With lyrical hooks that only take a single listen before they’ve firmly slithered into the nooks of the auditory cortex, TBSD have produced a highly infectious album. Housing a gen-u-ine Brad Whitford hatchling in the form of guitarist Graham Whitford, TBSD have musical epigenetics on their side, as evident in the Aerosmith echoes of “Weak and Weepin’”, a track which runs like the wind and oozes sleaze blues swagger. Firmly rooted in the blues since the age of 11, Bryant makes room for some blues peacocking in “Ramblin’ Bones”. Earthy and tinged with the warm tones of bourbon, “Ramblin’ Bones” is a stunning creation characterised by crisp, crystal clear production. Although perched firmly in a nest of hard rock’n’roll, TBSD flirt with more tender melodies in “Magnetic Field” and “Into The Black”, in which they master expansive atmospheres as created by the likes of Opeth in “Coil” or Alter Bridge in “Fortress”.
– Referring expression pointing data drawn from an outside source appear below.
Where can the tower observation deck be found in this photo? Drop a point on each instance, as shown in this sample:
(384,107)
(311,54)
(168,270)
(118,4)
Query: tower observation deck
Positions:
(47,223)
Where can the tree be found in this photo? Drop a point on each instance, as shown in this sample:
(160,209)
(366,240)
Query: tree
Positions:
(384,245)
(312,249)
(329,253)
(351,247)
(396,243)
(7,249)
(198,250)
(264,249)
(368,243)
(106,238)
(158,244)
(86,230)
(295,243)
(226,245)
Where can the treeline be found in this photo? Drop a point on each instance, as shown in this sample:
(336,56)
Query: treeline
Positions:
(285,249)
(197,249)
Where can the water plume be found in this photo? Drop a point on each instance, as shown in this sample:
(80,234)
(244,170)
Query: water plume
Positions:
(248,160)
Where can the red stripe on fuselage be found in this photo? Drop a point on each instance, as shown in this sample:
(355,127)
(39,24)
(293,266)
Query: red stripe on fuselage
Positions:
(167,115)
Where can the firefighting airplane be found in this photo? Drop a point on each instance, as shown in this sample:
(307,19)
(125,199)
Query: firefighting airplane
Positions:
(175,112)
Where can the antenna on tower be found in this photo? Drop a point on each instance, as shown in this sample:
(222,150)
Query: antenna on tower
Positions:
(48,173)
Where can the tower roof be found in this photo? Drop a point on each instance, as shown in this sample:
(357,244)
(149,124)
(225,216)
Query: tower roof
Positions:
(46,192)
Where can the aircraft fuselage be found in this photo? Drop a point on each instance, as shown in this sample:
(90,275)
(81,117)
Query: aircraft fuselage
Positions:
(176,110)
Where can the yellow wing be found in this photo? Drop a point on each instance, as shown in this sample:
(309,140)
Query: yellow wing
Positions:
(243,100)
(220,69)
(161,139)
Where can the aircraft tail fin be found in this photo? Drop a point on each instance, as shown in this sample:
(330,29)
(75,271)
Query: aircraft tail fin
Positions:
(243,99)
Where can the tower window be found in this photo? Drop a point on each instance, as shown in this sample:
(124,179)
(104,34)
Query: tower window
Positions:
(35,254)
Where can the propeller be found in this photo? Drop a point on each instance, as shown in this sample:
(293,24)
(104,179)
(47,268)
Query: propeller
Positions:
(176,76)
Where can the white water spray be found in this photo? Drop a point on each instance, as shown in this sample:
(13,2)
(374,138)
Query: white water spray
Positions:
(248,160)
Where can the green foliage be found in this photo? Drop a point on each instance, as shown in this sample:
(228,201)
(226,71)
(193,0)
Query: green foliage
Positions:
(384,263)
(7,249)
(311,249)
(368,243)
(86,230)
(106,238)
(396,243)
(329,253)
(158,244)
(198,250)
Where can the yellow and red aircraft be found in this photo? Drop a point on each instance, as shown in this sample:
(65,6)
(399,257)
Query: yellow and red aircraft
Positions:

There’s currently no room to swing a cat in music press without colliding with rock’n’roll giants’ mini-mes TBSD, and for excellent reason. Having shadowed Guns’n’Roses, AC/DC and the late, (very) great Tom Petty over their extensive performing career, it’s no wonder that TBSD have summoned an album fit to excite those longing to return to the Days of Glory along Sunset Boulevard. It’s a long way to the top, but TBSD may have just reached the summit.